Judge Howard Sturim of the Nassau County court has a cute little secret that he hides under the bench in his courtroom. That secret is a diabetic service dog named Barney.

Judge Sturim has type 2 diabetes, and Barney has been specially trained to smell when the judge needs to take his insulin. Barney (like all dogs) is a good dog, and in the last 20 jury trials, has only been found out once due to a sneeze that caused his collar to jingle, which raised some curious eyebrows in the courtroom. Rather than leave the courtroom puzzled, he revealed Barney to the courtroom.

Dog Days of Distraction

While pets may not be allowed in courtrooms (unless they're an exhibit), exceptions are often made for emotional support animals, and are always made for service animals. For the judge, Barney allows him to better keep his blood-sugar levels in check, alerting him before his levels start to fluctuate. He reports that since getting Barney, he's blood-sugar numbers have never been better.

However, as the New York judge is well aware, he has to keep Barney hidden, otherwise everyone in the courtroom would be distracted by those puppy-dog eyes and fluff. For the most part, Barney sits under the bench in the courtroom and litigants, jurors, and the gallery, are usually completely unaware he is even there. However, Judge Sturim will introduce his dog to the jury after the trial, and court staff know he's under there and often come by to say hello. And not only did Newsday break this incredibly cute story, there's a video of Barney on their site (sure, the judge is in it too, but let's be real here, you're only clicking through to see the pupper).

Service Dogs for Justice

Perhaps the most famous service dog for justice comes courtesy of the American folk hero, Arlo Guthrie, and his magical song, Alice's Restaurant.

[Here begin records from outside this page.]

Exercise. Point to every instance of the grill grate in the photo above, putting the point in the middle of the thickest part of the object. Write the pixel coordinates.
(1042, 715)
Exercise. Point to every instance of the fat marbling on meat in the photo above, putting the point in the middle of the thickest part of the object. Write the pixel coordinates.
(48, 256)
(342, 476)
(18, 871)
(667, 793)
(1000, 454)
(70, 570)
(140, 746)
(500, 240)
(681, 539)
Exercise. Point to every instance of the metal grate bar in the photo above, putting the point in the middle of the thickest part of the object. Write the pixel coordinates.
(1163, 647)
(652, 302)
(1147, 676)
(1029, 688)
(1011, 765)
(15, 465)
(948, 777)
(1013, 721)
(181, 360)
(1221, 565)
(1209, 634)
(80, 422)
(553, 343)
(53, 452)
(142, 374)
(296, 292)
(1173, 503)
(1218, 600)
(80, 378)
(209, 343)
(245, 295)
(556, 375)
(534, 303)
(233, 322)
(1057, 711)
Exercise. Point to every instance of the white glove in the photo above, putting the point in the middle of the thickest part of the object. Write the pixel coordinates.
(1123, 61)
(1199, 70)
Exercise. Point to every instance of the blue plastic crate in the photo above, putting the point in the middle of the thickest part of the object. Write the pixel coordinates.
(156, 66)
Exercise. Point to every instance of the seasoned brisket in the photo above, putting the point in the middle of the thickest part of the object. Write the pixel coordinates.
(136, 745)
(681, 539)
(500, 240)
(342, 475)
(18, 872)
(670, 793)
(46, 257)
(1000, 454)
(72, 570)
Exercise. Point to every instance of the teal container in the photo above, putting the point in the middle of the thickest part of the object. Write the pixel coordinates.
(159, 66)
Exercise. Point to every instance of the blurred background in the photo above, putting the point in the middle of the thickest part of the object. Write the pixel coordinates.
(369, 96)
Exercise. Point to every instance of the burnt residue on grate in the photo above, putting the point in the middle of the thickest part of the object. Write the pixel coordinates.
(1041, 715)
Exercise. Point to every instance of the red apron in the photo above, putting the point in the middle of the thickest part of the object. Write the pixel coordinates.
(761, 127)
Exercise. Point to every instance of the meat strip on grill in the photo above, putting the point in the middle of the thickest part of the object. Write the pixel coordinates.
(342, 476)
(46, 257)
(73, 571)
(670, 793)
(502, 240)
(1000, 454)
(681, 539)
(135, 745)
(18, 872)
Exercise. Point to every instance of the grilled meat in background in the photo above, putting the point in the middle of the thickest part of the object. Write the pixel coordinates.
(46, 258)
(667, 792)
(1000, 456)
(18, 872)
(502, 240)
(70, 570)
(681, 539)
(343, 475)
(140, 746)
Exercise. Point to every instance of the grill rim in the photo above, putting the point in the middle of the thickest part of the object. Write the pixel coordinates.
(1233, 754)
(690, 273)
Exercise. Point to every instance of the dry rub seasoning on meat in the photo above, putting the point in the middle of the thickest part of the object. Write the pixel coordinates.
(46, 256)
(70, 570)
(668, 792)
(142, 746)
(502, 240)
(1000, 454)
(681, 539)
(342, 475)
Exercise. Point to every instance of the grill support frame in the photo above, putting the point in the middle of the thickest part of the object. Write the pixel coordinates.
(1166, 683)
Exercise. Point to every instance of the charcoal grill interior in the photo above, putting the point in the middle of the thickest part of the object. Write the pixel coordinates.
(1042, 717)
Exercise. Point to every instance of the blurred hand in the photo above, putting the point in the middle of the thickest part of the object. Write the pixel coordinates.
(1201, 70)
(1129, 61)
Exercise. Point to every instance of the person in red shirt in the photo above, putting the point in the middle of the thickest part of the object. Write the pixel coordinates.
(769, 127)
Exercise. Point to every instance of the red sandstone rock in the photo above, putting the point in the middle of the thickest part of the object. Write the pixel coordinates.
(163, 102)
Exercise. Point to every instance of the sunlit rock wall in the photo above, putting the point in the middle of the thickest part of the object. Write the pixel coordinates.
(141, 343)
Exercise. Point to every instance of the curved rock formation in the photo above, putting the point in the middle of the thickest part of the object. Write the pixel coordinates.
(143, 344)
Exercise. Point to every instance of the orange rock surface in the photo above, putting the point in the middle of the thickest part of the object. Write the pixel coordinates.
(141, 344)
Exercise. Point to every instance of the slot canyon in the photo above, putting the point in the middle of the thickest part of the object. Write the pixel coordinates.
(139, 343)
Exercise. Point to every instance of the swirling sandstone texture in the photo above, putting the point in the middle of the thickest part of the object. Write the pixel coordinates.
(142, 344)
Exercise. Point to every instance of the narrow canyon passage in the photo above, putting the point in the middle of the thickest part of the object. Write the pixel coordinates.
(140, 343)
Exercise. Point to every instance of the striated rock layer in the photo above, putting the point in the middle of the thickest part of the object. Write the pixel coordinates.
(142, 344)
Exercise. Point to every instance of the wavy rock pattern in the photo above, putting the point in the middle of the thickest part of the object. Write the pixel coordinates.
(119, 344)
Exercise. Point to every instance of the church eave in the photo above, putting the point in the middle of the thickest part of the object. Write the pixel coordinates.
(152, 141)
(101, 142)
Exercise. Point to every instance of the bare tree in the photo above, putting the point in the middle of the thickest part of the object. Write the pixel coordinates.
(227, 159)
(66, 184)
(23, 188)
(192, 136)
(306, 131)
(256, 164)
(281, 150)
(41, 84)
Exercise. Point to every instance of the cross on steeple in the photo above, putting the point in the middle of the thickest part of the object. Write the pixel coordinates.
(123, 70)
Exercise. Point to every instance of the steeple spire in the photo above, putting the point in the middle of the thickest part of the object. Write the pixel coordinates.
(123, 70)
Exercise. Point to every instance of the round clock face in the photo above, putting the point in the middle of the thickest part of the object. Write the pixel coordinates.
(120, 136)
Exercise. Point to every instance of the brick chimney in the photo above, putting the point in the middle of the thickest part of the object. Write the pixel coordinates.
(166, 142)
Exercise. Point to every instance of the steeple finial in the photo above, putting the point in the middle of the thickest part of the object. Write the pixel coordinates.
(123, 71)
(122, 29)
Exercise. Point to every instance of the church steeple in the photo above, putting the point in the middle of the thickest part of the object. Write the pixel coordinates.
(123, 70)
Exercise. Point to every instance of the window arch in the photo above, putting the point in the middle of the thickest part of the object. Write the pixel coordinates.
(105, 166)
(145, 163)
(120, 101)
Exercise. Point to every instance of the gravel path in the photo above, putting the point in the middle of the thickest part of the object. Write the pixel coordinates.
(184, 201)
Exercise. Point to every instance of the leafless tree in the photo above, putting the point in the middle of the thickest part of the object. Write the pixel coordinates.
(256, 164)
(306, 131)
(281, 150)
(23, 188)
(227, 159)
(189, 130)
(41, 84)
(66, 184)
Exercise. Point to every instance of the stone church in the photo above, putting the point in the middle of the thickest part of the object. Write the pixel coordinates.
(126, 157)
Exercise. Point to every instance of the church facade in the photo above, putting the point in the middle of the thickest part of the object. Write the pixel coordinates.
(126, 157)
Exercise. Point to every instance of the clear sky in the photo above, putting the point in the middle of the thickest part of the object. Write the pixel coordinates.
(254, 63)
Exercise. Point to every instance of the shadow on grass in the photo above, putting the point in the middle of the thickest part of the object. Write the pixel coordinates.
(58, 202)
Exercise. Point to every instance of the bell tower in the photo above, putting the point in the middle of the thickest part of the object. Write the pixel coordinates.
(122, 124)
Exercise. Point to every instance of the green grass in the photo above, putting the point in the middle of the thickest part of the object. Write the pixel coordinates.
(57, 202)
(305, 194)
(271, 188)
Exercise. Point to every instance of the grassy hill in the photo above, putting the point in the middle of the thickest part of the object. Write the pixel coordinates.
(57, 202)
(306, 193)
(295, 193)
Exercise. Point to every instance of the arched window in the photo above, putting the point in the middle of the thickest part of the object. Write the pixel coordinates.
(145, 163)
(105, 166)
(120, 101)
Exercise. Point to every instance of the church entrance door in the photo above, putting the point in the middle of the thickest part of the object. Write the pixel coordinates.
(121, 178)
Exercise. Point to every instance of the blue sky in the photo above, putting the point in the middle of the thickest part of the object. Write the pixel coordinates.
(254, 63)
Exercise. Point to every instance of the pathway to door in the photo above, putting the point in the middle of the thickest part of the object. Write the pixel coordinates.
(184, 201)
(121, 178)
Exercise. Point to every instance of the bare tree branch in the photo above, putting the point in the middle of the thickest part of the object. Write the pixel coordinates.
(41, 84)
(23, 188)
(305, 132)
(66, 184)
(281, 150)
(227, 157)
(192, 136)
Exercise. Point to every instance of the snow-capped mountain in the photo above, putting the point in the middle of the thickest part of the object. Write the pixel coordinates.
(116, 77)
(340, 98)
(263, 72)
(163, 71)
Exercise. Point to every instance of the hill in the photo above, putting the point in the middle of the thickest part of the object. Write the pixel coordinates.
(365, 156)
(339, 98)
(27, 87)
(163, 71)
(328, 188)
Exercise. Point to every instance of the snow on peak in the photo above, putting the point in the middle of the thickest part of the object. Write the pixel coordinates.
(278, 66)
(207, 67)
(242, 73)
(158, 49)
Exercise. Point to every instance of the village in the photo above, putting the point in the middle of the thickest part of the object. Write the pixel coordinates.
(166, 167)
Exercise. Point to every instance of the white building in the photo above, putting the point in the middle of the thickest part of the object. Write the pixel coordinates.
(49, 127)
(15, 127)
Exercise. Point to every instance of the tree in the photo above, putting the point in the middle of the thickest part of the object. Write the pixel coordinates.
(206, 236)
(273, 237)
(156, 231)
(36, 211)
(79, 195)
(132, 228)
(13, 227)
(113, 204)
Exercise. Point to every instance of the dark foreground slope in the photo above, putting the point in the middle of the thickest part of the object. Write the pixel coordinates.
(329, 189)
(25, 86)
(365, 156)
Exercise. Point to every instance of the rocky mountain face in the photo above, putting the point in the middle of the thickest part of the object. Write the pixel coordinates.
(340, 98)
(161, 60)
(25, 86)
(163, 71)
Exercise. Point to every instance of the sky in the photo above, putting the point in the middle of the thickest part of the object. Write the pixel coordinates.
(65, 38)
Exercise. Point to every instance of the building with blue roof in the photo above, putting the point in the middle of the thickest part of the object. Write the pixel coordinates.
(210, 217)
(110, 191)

If you've never heard the longest anti-war song ever written and performed, there's a section where Arlo describes being prosecuted for littering, and upon arriving in the courtroom and seeing the arresting officer with "27 eight by ten color glossy pictures with circles and arrows and a paragraph on the back of each one explaining what each one was to be used as evidence against us." Luckily for Arlo though, he catches a stroke of luck when the judge walks in with a "seeing-eye dog." But despite the seeing eye dog, Arlo was still found guilty, fined $25 or $50, and required to pick up the garbage he littered, in the snow.